In late October, Edith confronts Ava at a bookstore café, telling her she pushes away everyone who offers intimacy. She urges Ava to come stay with her family that night. When Ava resists, Edith threatens to end things. Ava responds: "I'm breaking up with you anyway." Edith laughs, clears the dishes, and walks out.
Ava spirals through November, spending weeks at a Starbucks typing and deleting unsent messages to Edith. The drafts evolve from apologies to explorations of why she fears intimacy, connecting her difficulty with love to growing up queer in Ireland. She does not tell Julian what has happened, saying only that things are difficult at home. She asks if they can have sex and finds it cathartic, an acceptance that he will never be her boyfriend.
At the end of November, Julian tells Ava his bank is transferring him to Frankfurt in three weeks. He has known since September. He says Ava is "quite important" to him and asks her to come with him. She says yes. She begins a weighted PMI table, a pluses-minuses-implications decision-making method Edith once sketched for her on a napkin. The result is a draw.
One night, Ava drafts a final message to Edith, confessing she is done being a coward and that Julian can never hurt her as much as Edith can, not because he would not, but because there is nothing at stake with him.
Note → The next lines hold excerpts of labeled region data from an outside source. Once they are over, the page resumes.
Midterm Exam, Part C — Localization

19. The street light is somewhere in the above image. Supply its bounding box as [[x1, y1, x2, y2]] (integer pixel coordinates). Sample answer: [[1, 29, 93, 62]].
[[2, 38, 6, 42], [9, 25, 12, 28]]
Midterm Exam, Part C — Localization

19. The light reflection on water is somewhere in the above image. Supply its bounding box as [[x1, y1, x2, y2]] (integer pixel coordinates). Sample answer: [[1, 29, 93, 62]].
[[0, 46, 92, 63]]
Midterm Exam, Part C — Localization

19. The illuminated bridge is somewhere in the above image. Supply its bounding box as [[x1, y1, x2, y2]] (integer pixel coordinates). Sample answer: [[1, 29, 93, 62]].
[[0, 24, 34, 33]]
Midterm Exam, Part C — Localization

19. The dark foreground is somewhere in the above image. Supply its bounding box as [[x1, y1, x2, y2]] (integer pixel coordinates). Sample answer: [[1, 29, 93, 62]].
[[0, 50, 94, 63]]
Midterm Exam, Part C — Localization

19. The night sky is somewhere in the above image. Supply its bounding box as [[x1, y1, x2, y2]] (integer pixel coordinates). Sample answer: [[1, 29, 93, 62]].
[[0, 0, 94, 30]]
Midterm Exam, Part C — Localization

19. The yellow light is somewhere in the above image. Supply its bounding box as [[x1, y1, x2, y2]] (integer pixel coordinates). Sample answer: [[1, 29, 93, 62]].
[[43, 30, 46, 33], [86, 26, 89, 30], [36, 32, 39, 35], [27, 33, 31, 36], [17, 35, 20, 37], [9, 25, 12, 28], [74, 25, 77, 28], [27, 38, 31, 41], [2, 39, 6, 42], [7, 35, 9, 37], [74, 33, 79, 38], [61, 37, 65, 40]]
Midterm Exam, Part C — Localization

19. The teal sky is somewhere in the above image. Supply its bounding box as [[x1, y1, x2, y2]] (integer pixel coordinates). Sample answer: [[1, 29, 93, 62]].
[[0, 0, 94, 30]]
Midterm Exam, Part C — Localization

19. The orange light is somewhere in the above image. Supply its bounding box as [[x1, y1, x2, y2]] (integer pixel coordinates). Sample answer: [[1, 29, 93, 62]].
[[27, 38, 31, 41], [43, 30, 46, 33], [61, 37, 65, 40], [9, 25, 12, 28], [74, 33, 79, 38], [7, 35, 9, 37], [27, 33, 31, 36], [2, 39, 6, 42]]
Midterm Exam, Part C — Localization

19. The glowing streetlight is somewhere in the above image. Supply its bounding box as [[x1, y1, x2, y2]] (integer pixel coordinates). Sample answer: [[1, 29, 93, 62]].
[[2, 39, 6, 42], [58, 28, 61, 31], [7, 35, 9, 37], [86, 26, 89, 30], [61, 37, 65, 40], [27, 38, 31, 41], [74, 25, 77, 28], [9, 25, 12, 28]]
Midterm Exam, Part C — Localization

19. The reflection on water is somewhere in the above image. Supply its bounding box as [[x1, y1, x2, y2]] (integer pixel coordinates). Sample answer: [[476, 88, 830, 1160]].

Three dots appear under Edith's name. Ava realizes Edith may have seen her typing throughout all the weeks of unsent drafts. Rather than horrifying her, this thrills her. She calls Edith.
In the novel's final pages, Ava hands back the keys to Julian's apartment and takes the train to Central station. Her bag is light; she has given away most of her clothes. Julian has already left for Frankfurt. At Central, Ava spots Edith on the escalator ahead. Instead of waiting at their planned meeting point, Ava cuts into the climbing commuters and sprints up the escalator, laughing at how close she is, choosing Edith.